About a Research Visit to KAUST
About the Visit
In the Fall quarter of 2025 (September through December), I got the chance to visit KAUST, the King Abdullah University of Science and Technology, located near the city of Jeddah in the Kingdom of Saudi Arabia. The purpose of my visit was to work with Jurgen Schmidhuber’s recently opened lab at this university, which had caught my attention through its work on multi-agent systems (e.g. GPTSwarm, MindStorms) and on self-improving AI (e.g. Huxley-Gödel Machine). After discussing possible synergies with the researchers in the lab and coordinating our schedules, I was set and ready to depart from Santa Barbara, pack my bags, and start my journey to the Kingdom of Saudi Arabia.

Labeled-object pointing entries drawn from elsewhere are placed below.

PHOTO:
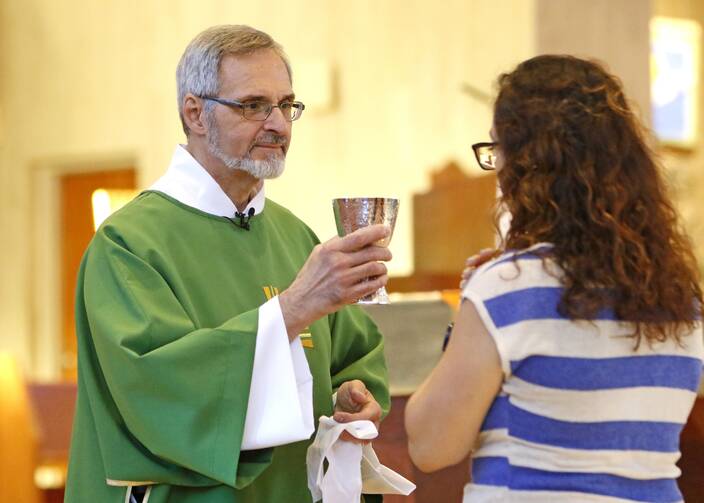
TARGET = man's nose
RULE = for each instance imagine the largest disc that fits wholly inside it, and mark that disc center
(277, 121)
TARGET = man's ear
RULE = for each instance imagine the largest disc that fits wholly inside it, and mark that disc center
(193, 114)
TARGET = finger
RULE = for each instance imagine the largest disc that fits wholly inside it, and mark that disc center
(360, 395)
(347, 437)
(363, 272)
(366, 287)
(370, 412)
(361, 238)
(369, 254)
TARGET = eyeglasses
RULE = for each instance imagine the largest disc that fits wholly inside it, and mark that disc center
(486, 154)
(261, 110)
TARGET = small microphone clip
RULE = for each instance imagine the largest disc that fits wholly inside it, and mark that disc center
(243, 219)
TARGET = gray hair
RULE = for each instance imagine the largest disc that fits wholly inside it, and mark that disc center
(198, 70)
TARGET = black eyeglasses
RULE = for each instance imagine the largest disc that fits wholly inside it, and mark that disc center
(261, 110)
(485, 153)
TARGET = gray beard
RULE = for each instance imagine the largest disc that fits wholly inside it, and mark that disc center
(264, 169)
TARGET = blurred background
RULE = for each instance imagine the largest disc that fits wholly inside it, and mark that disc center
(396, 91)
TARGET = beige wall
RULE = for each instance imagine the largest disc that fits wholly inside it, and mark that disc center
(612, 31)
(85, 83)
(686, 167)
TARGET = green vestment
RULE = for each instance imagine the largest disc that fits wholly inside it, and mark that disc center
(167, 313)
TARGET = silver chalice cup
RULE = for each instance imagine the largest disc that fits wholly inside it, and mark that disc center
(352, 213)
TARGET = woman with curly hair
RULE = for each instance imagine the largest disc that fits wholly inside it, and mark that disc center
(577, 351)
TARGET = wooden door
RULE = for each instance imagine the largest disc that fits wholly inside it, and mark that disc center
(76, 231)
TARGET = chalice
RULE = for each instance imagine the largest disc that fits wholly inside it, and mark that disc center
(352, 213)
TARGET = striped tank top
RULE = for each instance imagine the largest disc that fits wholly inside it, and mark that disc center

KAUST as a Research Environment
The King Abdullah University of Science and Technology is a relatively new institution, established in 2009, with a rising reputation that has already made a name for itself in the Arab world and beyond. According to their website, the university already hosts 8,000 people representing 100 nationalities. You can tell it’s a very international place, and English is spoken widely across campus. The university buildings are incredible, located one hour away from Jeddah right by the Red Sea. The campus is made of impressive buildings that overlook the sea. It gives off Dune vibes, with huge structures built in the desert. Certainly a good place to focus on work or get away from the cold winters elsewhere.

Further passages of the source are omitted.